5. Range of Domain Properties in Asymmetric Membranes

How lipid composition controls membrane physical state and domain formation has been studied extensively in symmetric artificial membranes. Far fewer studies have been carried out in asymmetric artificial membranes, but those already carried out have provided a number of novel insights. One is that asymmetry can have a wide variety of impacts upon the physical properties of each leaflet when only one leaflet contains lipids that would spontaneously form ordered domains in a symmetric membrane [11]. For example, cases in which ordered domains in one leaflet induce ordered domains in the opposite leaflet, and cases in which ordered domain formation in a leaflet is suppressed by contact with a disordered leaflet, have both been observed (Figure 1). These phenomena occur when the physical properties of the two leaflets are coupled to each other. The leaflet whose physical state is the same in asymmetric vesicles and symmetric vesicles with the same lipid composition as that leaflet is said to be dominant. Which leaflet dominates can be temperature dependent, with the leaflet having lipids that can form ordered domains only dominant at lower temperatures (see below).
In the most common cases, the location of a domain in one leaflet matches the location of a domain having the same physical state in the opposite leaflet. In this case, the domains are said to be in register. However, there can be exceptions [35]. It should also be noted that in cases of strong coupling, the physical states in opposite leaflets would exactly match each other, but when coupling is weaker, partial coupling can occur so that the physical state of an induced ordered domain only changes part way towards matching that of the ordered domain in the opposite leaflet, or in which an ordered domain has looser than normal packing due to partial coupling to a disordered leaflet. It is also possible for the physical state of the lipids to be uncoupled, so that each leaflet is in a different physical state, the physical state expected for a symmetric vesicle of that leaflet composition.

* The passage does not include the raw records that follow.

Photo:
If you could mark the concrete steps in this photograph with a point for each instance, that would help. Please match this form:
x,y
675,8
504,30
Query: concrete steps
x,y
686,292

6. Experimental Studies of Interleaflet Coupling in Asymmetric Vesicles without Sterol

In asymmetric small vesicles without cholesterol, exchanging in SM to replace almost the entire outer leaflet of vesicles containing dioleoyl PC (DOPC), which has two unsaturated acyl chains, or palmitoyl oleoyl PC (POPC), which has one unsaturated acyl chain, resulted in vesicles that, at ambient temperature, had a highly ordered outer leaflet, but with only a modest increase in inner leaflet order relative to that in symmetric DOPC or POPC vesicles [15,36], suggesting weak to moderate coupling of membrane order. Interestingly, outer leaflet Tm and order was similar to that for pure SM, indicating that the inner leaflet had little effect on outer leaflet properties. This low level of coupling did not seem to be a consequence of small vesicle size, i.e., vesicle curvature [16].
However, it was found in another study that the difference between inner and outer leaflet curvature could affect coupling greatly in asymmetric vesicles containing palmitoyl oleoyl PE (POPE) and POPC, with strong coupling of ordered state formation in both leaflets when the relatively high-Tm lipid POPE was enriched in the inner leaflet, but not when it was enriched in the outer leaflet [37].

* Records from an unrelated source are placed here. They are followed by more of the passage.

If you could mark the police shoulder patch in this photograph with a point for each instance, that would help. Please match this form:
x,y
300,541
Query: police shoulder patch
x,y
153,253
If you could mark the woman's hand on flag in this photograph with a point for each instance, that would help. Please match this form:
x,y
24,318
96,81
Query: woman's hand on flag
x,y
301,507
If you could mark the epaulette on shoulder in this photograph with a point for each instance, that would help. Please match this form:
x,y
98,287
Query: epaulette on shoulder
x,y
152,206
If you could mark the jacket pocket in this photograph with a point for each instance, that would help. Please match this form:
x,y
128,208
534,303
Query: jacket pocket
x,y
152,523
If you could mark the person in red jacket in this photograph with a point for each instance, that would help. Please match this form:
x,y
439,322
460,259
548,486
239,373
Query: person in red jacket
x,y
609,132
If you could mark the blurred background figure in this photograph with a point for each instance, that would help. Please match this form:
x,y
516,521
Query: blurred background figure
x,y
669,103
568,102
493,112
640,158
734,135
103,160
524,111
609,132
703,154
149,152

In a study using large vesicles containing saturated dipalmitoyl PC (DPPC) plus POPC in one leaflet and POPC in the other, partial coupling was observed by neutron scattering, such that the DPPC rich ordered domain in the outer leaflet packed more loosely than it would in symmetric vesicles [17]. Ordered domain formation in the inner leaflet was not detected.

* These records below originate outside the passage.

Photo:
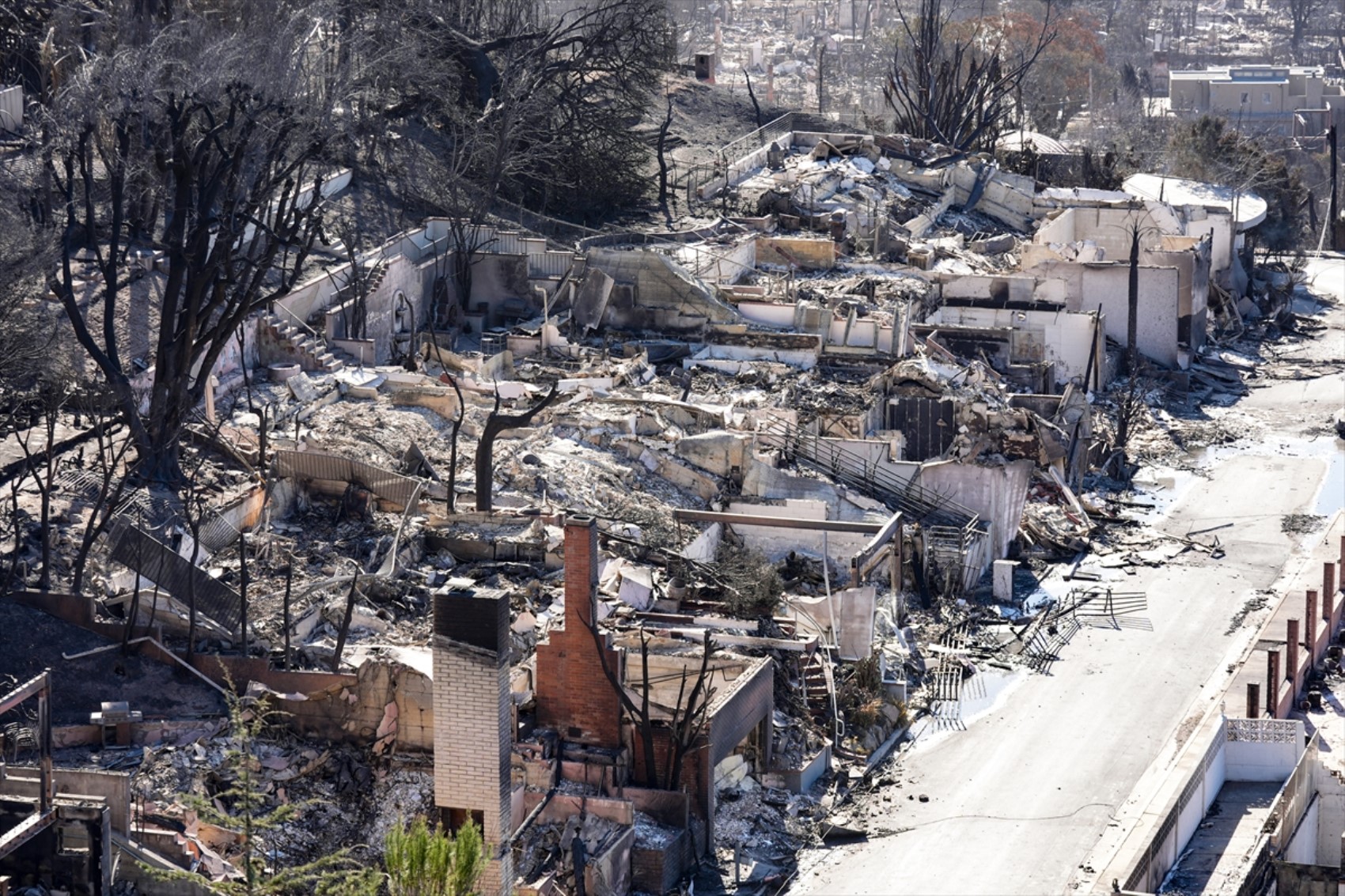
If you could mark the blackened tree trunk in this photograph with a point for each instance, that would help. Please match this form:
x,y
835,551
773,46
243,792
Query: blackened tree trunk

In diffusion studies in which SM was introduced into the outer leaflet of giant vesicles composed of various PCs, decreased lateral diffusion of lipids in each leaflet was detected after introduction of SM even though domains were too small to visualize. The extent of coupling of diffusion, as judged by the relative decrease in lateral diffusion in each leaflet after SM was introduced, depended on the choice of SM and PC. Upon introduction of brain SM into the outer leaflet, lateral diffusion of inner leaflet PCs with one saturated and one unsaturated acyl chain (e.g., POPC) was more strongly coupled to that of the outer leaflet than when the PC in the vesicles was DOPC, as judged by the decrease in inner leaflet lateral diffusion relative to the decrease in outer leaflet lateral diffusion after SM introduction. Coupling of diffusion in the two leaflets was also strong in DOPC containing membranes when milk SM was introduced into the outer leaflet instead of brain SM. Penetration of long milk SM acyl chains into the opposite leaflet (interdigitation) may have increased the extent of interleaflet coupling in those vesicles.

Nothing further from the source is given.